—Quizá tengas razón —dijo Madouc.
—En un sitio tan solitario, hasta un filósofo embaucaría con facilidad a una doncella inocente —dijo Travante.
Madouc volvió al libro.
—He aquí otra receta. Se denomina «Medio infalible para inculcar plena constancia y afectuoso amor en un ser amado».
—Interesante —dijo Pom-Pom—. Lee la receta, por favor, y con toda precisión.
—«Cuando la luna moribunda vaga distraída —leyó Madouc—, desplazándose lentamente por el cielo, y surca las nubes como un barco fantasmal, es hora de prepararse, pues suele ocurrir que un vapor se condensa e impregna la brillante corteza, para acabar colgando como una gota del cuerno inferior. Lentamente se hincha, se estira y cae, y la persona que corra debajo y logre recoger la gota en un bacía de plata habrá ganado un elixir de muchos méritos. Ello me induce a muchos ensueños, pues, si una gota de este jarabe se mezcla con una copa de vino claro, y si dos personas beben juntas de la copa, un dulce amor nace infaliblemente entre ambas. Así, he tomado una resolución. Una noche, cuando la luna cuelgue a baja altura, correré desde aquí con mi bacía y no me detendré hasta pararme bajo el cuerno de la luna, y allí aguardaré para recoger la gota maravillosa».
—¿Hay más observaciones? —preguntó Travante.
—Esa es toda la receta.
—Me pregunto si la doncella habrá corrido en la noche, y si al final habrá obtenido esa preciosa gota.
Madouc volvió las páginas de pergamino.
—No hay nada más. La lluvia ha borrado el resto.
El caballero Pom-Pom se frotó la barbilla. Miró el cáliz sagrado, que reposaba sobre un cojín; se puso en pie, fue hasta el frente del pabellón y miró hacia el claro. Regresó a la mesa a los pocos momentos.
—¿Cómo está la noche, Pom-Pom? —preguntó Travante.
—La luna está casi llena y el cielo está despejado.
—¡Bien! ¡Esta noche la luna no goteará su jarabe!
—¿Planeabas correr por el bosque con una bacía? —le preguntó Madouc a Pom-Pom.
—¿Por qué no? —respondió altivamente Pom-Pom—. Un par de gotas del elixir lunar pueden venirme bien algún día —miró de soslayo a Madouc—. Todavía no sé qué premio pediré.
—Creí que habías resuelto pedir una baronía y desposar a Devonet.
—Desposar a una princesa real podría ganarme más prestigio, si entiendes a qué me refiero.
Madouc rió.
—Entiendo a qué te refieres, y por lo tanto tendré cuidado de tu vino claro, aunque lo ofrezcas por galones y de hinojos.

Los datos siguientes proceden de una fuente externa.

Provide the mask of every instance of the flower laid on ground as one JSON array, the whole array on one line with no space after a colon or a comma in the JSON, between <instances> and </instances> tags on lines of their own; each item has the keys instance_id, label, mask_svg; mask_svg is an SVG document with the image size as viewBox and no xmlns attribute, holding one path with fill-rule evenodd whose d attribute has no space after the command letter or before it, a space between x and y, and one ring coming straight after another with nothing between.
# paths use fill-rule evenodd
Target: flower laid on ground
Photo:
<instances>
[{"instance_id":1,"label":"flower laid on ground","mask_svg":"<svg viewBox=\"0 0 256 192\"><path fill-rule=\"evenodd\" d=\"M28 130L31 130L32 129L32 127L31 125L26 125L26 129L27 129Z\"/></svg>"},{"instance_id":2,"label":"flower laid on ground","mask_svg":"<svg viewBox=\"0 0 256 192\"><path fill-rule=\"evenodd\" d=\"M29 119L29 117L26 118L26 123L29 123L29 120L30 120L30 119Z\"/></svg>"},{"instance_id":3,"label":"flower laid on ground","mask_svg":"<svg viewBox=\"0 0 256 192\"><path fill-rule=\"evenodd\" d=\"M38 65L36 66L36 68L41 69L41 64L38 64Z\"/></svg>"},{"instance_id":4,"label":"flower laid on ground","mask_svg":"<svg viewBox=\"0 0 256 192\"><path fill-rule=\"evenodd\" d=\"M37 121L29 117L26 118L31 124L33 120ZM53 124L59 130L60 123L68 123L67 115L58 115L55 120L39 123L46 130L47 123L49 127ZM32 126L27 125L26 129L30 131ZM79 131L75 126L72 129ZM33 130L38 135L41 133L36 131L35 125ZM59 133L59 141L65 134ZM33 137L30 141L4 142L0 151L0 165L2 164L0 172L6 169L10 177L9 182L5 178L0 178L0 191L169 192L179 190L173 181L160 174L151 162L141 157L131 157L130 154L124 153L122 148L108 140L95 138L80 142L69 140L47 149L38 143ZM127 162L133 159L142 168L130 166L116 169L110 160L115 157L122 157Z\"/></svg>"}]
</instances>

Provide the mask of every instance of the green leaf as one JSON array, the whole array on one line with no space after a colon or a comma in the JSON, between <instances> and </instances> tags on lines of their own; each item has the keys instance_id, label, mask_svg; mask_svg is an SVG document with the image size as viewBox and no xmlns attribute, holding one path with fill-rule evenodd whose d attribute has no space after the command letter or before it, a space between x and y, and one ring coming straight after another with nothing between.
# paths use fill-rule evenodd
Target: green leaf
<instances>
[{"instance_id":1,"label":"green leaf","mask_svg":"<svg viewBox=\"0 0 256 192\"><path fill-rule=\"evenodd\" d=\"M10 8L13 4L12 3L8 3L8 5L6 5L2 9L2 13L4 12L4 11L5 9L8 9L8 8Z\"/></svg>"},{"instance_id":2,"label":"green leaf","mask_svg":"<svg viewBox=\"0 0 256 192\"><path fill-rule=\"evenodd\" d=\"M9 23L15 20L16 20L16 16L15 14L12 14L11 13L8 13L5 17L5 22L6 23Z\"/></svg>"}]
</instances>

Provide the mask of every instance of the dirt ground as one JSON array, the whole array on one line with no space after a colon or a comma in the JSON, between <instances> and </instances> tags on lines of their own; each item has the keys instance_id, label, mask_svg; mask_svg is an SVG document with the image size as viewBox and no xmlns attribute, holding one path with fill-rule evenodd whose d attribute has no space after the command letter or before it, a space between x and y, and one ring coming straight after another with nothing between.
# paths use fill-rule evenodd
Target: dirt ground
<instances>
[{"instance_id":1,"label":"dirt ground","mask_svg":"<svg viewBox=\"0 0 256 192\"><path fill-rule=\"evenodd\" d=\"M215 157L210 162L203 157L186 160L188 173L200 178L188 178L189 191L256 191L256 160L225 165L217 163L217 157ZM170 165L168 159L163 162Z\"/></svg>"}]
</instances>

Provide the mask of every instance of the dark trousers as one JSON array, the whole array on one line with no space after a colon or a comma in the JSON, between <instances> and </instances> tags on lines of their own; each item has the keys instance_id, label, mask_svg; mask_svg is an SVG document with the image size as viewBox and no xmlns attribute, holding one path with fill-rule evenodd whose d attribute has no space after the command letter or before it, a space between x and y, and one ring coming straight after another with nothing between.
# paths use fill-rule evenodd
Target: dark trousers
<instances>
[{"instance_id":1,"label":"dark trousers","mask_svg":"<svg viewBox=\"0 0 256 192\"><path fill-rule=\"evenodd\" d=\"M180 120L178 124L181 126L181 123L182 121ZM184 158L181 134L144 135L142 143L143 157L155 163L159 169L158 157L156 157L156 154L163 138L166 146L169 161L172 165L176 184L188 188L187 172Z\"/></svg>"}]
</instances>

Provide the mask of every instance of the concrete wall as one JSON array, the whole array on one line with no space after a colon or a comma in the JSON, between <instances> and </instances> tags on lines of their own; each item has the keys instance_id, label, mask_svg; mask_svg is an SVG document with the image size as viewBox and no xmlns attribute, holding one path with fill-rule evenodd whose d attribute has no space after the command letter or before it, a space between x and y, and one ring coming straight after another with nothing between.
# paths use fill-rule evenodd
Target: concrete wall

—¡Bah! —rezongó Pom-Pom—. Eres totalmente irracional.
—Sin duda —suspiró Madouc—. Tendrás que conformarte con Devonet.
—Pensaré en ello.
Al día siguiente, los tres continuaron por la calzada de Munkms, bajo grandes árboles que filtraban la luz de la mañana. Viajaron una hora, y de pronto Travante, sobresaltado, soltó un grito y se quedó mirando hacia el bosque.
—¡La he visto! —exclamó—. ¡Estoy seguro! ¡Mirad allá, vedla! —Señaló, y Madouc vio apenas un destello de movimiento entre los árboles. Travante gritó—: ¡Alto, no te vayas! ¡Soy yo, Travante! —Se internó corriendo en el bosque, gritando—: ¡No huyas de mí! ¡Te veo claramente! ¡No vayas tan deprisa! ¿Por qué tienes los pies tan ligeros?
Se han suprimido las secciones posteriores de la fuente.